In der Finanzabteilung kommt es andauernd zu schwierigen Situationen: Kompetenzen werden in Frage gestellt, die Arbeitsverteilung und -menge wird kritisiert, es wird oft hinterm Rücken kommuniziert, Gerüchte tauchen aus dem Nichts auf, usw.. Jede/r fühlt sich von jedem gemobbt; der Umgang miteinander ist äußerst destruktiv.

Die neue Abteilungsleiterin erfährt wenig Akzeptanz bei den Mitarbeitenden und leidet unter der Situation. Die übergeordnete Leitung möchte einen anderen Umgang und eine möglichst effektive Arbeitsauslastung erreichen. Ob ein vor Jahren geschehener Suizid eines Kollegen eine Rolle spielt, ist unklar; darüber reden, geschweige denn Unterstützung annehmen, wollte und will niemand.

Lösung

Vorab zum Verständnis: Gespräche über den Suizid und dessen Hintergründe waren tabu.
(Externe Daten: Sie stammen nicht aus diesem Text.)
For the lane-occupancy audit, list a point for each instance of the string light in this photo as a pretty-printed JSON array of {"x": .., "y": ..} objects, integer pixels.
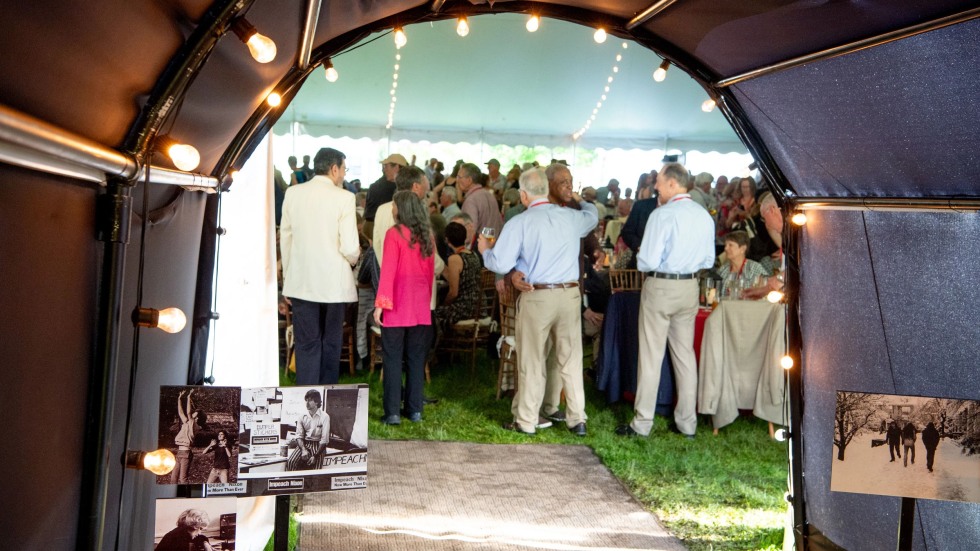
[
  {"x": 605, "y": 90},
  {"x": 262, "y": 48},
  {"x": 331, "y": 71},
  {"x": 533, "y": 23},
  {"x": 393, "y": 91},
  {"x": 661, "y": 73},
  {"x": 400, "y": 38}
]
Um überhaupt eine einigermaßen konstruktive Kommunikation wieder möglich zu machen, schulten wir die Mitarbeitenden (inkl. Führungskraft) über einen längeren Zeitraum im Umgang mit konflikthaften Situationen. Dadurch stieg die Empathie und Bereitschaft, sich auf emotionale Inhalte einzulassen. Befürchtungen, Ängste und Gefühle wie Ohnmacht, Hilflosigkeit, Wut, etc. als "Motoren" für soziale Konflikte wurden thematisiert. Dadurch erfuhren die Teilnehmenden Entlastung und gingen gelöster miteinander um.

Die Abteilungsleitung stärkten wir durch Reflexion der jeweiligen sozialen Prozesse (Führungskräfte-Coaching). Dadurch handelte sie in ihrer Rolle wesentlich bewusster und zielorientierter.

Fazit

  • Wenn die eigentlichen Ursachen eines Konflikts (hier: Schuldgefühle) verschleiert bleiben, nutzen die besten Maßnahmen nichts.
  • In einem Arbeitsverhältnis darf es nicht die alleinige Sache der Betroffenen sein, Unterstützungsleistung anzunehmen oder abzulehnen.